Physics Approaches to the Spatial Distribution of Immune Cells in Tumors
Clare C. Yu, Juliana C. Wortman, Ting-Fang He, Shawn Solomon, Robert, Z. Zhang, Anthony Rosario, Roger Wang, Travis Y. Tu, Daniel Schmolze, Yuan, Yuan, Susan E. Yost, Xuefei Li, Herbert Levine, Gurinder Atwal, and Peter P., Lee

TL;DR
This paper introduces a maximum entropy method to analyze the spatial distribution of immune cells in tumor tissues, revealing its significance in predicting cancer recurrence and improving immunotherapy strategies.
Contribution
The study applies a novel maximum entropy approach to quantify immune cell spatial distribution, linking it to clinical outcomes in breast cancer patients.
Findings
Distinct spatial distributions correlate with clinical outcomes
Spatial distribution analysis improves recurrence prediction
Immune cell arrangement impacts immunotherapy effectiveness
Abstract
The goal of immunotherapy is to enhance the ability of the immune system to kill cancer cells.
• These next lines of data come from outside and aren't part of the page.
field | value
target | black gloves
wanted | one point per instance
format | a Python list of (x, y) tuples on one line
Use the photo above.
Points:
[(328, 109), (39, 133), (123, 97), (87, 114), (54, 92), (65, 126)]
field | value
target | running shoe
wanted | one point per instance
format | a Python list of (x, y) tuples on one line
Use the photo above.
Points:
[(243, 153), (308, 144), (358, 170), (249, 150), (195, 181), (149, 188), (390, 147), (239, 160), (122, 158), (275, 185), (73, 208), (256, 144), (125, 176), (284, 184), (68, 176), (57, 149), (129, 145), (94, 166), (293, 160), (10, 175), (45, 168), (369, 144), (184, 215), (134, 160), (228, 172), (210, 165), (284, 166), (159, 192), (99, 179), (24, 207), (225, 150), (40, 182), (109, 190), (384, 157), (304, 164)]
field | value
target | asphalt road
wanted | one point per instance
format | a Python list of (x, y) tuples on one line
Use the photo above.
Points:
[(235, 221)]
Immunotherapy is more effective and, in general, the prognosis is better, when more immune cells infiltrate the tumor. We explore the question of whether the spatial distribution rather than just the density of immune cells in the tumor is important in forecasting whether cancer recurs. After reviewing previous work on this issue, we introduce a novel application of maximum entropy to quantify the spatial distribution of discrete point-like objects. We apply our approach to B and T cells in images of tumor tissue taken from triple negative breast cancer (TBNC) patients. We find that there is a distinct difference in the spatial distribution of immune cells between good clinical outcome (no recurrence of cancer within at least 5 years of diagnosis) and poor clinical outcome (recurrence within 3…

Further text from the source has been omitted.